Foi mais ou menos isso que pensei a respeito de O drible, romance de Sérgio Rodrigues, história de Murilo Filho e Murilo Neto, meus xarás, respectivamente pai e filho, que se reencontram após um hiato de vinte e seis anos para acertar as pontas soltas do passado. Aos poucos, o narrador vai justificando o ódio mortal que o herdeiro sente pela figura paterna que, além de tudo, não é seu genitor biológico. Os segredos dessa contenda familiar estão escondidos nos porões da ditadura militar – período que se mostra cada vez mais vivo em nosso imaginário. Mas o livro do mineiro de Muriaé vai além desse conflito entre parentes adotivos. Trata-se duma homenagem à crônica esportiva brasileira, gênero que se equilibra entre literatura e relato jornalístico.

Murilo Filho teve como primeiro apelido “Dickens de Campos Salles” (título criado por ninguém menos que Nelson Rodrigues) graças ao seu estilo refinado de escrita, para depois se consagrar como o “Leão da Crônica Esportiva”. Acompanhou a Copa do Mundo de 1970 in loco, transitou entre figuras reais do jornalismo esportivo como Armando Nogueira e Mário Filho, viu os maiores jogadores da história em campo.

O cronista com olhar apurado enxerga a poesia escondida em cada chute de trivela, chapéu, chaleira, drible da vaca, caneta. Há algum tempo, o Museu da Língua Portuguesa – antes do seu trágico incêndio – exibia uma mostra sobre o extenso vocabulário do futebol. Podia-se ouvir a narração do saudoso Osmar Santos, ver vídeos em que Ronaldinho Gaúcho explicava cada termo futebolístico com demonstrações práticas de seu significado. Com tamanho palavreado, é incrível que no Brasil haja tão poucas obras literárias sobre o melhor esporte do mundo.

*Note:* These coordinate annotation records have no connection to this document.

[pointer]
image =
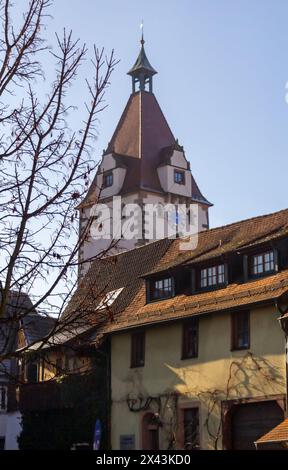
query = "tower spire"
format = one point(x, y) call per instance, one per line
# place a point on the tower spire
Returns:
point(142, 71)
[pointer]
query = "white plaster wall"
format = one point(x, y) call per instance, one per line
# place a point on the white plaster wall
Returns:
point(178, 159)
point(166, 177)
point(92, 247)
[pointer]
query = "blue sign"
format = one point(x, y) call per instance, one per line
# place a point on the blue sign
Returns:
point(97, 435)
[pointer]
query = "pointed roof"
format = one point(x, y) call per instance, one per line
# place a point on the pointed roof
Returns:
point(142, 133)
point(142, 64)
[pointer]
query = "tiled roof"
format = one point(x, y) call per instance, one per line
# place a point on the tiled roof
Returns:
point(219, 241)
point(111, 273)
point(278, 434)
point(137, 144)
point(37, 326)
point(128, 270)
point(232, 297)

Na revista piauí de junho, Alejandro Chacoff escreveu artigo sobre as malandragens do futebol. No meio de explanações a respeito das reações hipócritas do torcedor no que diz respeito a jogadores “cai-cai”, Chacoff fala sobre Galvão Bueno, “nosso narrador mais ufanista”, “um mestre em manipular narrativas”. Essa manipulação é tema de um dos trechos mais interessantes do livro. Murilo Filho disserta que, para manter os ouvintes entretidos, os locutores eram obrigados a relatar o que não viam e encher de floreios entusiastas o mais simples dos passes. Por isso, na era da televisão, os jogadores tiveram que se desdobrar para chegar ao nível das narrativas sonoras das quais eles foram protagonistas, tudo para provar aos espectadores que havia, sim, magia no futebol. Essa mágica aparece na figura de jogadores lendários como Peralvo, que, segundo o Dickens carioca, graças a forças sobrenaturais, foi melhor do que Pelé.

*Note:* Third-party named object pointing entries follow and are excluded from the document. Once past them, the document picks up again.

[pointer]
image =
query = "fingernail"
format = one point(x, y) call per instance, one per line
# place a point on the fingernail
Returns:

A prosa de Sérgio Rodrigues segue um padrão que lembra o do jornalista Fabio Massari nos textos de Mondo Massari e do recluso romancista Thomas Pynchon em Vício inerente. A narrativa fluida é recortada por referências à cultura pop e metáforas tiradas da cartola. O desfecho da trama faz jus ao título. O leitor é driblado com um corte seco. O nível de reviravoltas é o mesmo do filme argentino O segredo dos seus olhos. Quando se pensa “então é isso”, não, há mais um lance por vir, acréscimo de cinco minutos a uma partida que já parecia definida.

Esse caldo cultural do autor dá base a uma obra que já pode ser usada como referência literária em se tratando do esporte mais popular do país. Mesmo para quem não gosta de futebol, O drible é difícil de largar.